The egregious harm occurred before trial.

Garcia v. State (Unpublished Memo): Garcia appeals four counts of sexual assault of minors and a single indecency with a child charge.  At trial, Garcia agreed to a jury charge that omitted a statutorily required instruction.  Even though he agreed to that omission at trial, he complains of it on appeal.  His appeal is dismissed because the omission didn’t harm him.

The good news for criminal defendants is that they can still appeal certain errors in the charge, even if they agreed to them.  The bad news two fold.  First, such appeals are limited to the omission of statutorily required elements of the charge.  Second, the defendant has to show that the omission caused him “egregious harm.”

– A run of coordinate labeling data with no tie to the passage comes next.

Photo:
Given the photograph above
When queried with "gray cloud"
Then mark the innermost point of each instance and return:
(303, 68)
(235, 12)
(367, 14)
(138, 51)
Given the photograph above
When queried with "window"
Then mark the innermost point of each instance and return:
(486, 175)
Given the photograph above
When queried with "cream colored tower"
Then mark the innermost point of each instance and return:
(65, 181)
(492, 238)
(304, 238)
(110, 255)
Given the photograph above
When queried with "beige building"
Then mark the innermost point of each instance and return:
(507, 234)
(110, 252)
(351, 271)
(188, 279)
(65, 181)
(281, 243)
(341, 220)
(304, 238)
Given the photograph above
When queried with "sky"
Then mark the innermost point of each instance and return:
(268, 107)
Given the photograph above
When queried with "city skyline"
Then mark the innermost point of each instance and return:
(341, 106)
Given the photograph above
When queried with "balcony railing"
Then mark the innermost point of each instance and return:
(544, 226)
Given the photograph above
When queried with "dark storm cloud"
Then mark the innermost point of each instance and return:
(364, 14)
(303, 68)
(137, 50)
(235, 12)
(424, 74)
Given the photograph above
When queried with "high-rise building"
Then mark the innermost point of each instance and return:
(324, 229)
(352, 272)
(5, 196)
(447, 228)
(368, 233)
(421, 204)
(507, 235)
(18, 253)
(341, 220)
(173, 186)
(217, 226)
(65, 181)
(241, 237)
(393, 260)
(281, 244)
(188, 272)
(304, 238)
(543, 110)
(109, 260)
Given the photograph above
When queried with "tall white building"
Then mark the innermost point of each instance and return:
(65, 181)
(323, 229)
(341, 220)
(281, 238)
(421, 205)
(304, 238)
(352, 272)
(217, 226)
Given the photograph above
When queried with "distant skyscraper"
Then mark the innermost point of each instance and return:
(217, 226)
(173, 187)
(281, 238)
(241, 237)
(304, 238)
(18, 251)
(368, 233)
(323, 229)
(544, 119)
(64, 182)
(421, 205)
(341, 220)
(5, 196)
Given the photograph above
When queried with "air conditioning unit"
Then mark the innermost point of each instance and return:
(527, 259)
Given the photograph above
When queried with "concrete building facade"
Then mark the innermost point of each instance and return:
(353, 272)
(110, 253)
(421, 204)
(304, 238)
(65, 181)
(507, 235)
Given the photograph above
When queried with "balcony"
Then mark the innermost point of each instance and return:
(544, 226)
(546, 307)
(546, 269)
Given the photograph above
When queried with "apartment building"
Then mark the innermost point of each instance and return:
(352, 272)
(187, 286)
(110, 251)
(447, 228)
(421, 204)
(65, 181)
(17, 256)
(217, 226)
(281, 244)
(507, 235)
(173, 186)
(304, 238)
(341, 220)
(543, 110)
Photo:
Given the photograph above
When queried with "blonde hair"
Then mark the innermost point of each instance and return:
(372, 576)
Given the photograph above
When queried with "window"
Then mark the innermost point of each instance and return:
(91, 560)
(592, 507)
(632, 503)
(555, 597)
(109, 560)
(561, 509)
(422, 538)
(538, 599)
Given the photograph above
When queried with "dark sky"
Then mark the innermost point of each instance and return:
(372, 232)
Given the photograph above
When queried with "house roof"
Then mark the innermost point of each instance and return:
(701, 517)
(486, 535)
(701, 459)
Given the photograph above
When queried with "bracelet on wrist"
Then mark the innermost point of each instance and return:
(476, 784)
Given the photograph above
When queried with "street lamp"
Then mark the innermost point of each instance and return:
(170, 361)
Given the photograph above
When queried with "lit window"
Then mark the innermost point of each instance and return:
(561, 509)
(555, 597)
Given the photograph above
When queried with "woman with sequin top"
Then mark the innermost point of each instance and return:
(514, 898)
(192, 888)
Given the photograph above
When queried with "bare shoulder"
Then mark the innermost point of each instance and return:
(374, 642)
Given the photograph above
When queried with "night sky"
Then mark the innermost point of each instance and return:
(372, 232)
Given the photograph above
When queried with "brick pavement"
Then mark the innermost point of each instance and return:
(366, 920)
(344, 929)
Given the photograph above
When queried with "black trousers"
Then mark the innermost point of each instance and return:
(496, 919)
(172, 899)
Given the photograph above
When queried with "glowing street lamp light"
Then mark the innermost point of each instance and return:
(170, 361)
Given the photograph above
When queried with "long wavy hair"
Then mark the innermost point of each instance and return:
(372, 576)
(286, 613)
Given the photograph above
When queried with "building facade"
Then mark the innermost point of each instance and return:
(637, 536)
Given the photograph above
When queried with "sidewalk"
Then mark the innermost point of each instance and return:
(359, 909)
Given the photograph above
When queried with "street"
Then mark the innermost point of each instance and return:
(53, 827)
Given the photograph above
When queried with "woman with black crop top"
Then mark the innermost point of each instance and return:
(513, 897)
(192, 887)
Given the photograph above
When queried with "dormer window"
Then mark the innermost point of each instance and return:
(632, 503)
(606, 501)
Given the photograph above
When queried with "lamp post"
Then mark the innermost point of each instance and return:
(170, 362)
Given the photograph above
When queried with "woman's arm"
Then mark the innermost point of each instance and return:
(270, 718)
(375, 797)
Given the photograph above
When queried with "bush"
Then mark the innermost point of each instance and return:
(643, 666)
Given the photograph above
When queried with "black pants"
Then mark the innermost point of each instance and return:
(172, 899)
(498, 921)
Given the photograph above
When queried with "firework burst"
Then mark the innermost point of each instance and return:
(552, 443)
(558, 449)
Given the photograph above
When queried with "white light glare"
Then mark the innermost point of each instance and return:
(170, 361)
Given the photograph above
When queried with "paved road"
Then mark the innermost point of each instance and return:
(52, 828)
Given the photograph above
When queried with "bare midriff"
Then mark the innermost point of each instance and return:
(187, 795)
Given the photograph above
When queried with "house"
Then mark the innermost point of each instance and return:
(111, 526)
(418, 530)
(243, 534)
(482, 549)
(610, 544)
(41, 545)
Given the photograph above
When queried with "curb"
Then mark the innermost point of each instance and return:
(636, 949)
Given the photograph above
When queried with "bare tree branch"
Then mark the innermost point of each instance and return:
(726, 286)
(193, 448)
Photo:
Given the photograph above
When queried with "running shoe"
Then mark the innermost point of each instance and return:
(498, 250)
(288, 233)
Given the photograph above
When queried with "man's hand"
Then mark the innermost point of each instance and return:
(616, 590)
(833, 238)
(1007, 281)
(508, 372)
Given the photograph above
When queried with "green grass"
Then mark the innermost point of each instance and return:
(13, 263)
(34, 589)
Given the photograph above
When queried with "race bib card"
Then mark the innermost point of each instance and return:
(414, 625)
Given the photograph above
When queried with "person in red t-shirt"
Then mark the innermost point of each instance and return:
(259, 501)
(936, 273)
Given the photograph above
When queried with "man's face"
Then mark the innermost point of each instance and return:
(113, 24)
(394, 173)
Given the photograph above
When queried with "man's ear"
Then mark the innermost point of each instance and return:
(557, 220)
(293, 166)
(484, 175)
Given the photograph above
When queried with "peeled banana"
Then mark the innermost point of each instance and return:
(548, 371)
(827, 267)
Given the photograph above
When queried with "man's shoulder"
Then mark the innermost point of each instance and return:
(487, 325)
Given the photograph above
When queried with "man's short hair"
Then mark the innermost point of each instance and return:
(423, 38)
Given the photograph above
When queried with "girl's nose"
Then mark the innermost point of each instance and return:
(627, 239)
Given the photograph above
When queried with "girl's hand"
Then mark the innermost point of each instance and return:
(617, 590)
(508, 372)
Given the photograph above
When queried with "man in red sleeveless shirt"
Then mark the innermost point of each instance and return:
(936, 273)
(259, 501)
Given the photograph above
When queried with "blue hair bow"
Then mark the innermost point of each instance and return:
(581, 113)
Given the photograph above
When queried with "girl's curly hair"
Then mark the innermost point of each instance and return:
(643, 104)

The jury charge at issue omitted a parole instruction required by Article 37.07 of the Texas Code of Criminal Procedure.  In essence, that instruction tells the jury that the sentences they give aren’t hard numbers.  Instead, a combination of “good time” plus time served may result in parole prior to the end of the jury’s sentence.  Of course, once jurors hear that, they figure they’ve got to give somebody 20 years if they want him to serve 10.

That instruction helps the State.  There’s no harm to the defendant in leaving it out.  Certainly no egregious harm.  Appeal dismissed.

While the omission didn’t hurt Garcia, it didn’t help him either.  The jury gave him four life sentences for the things he did to his own grandsons.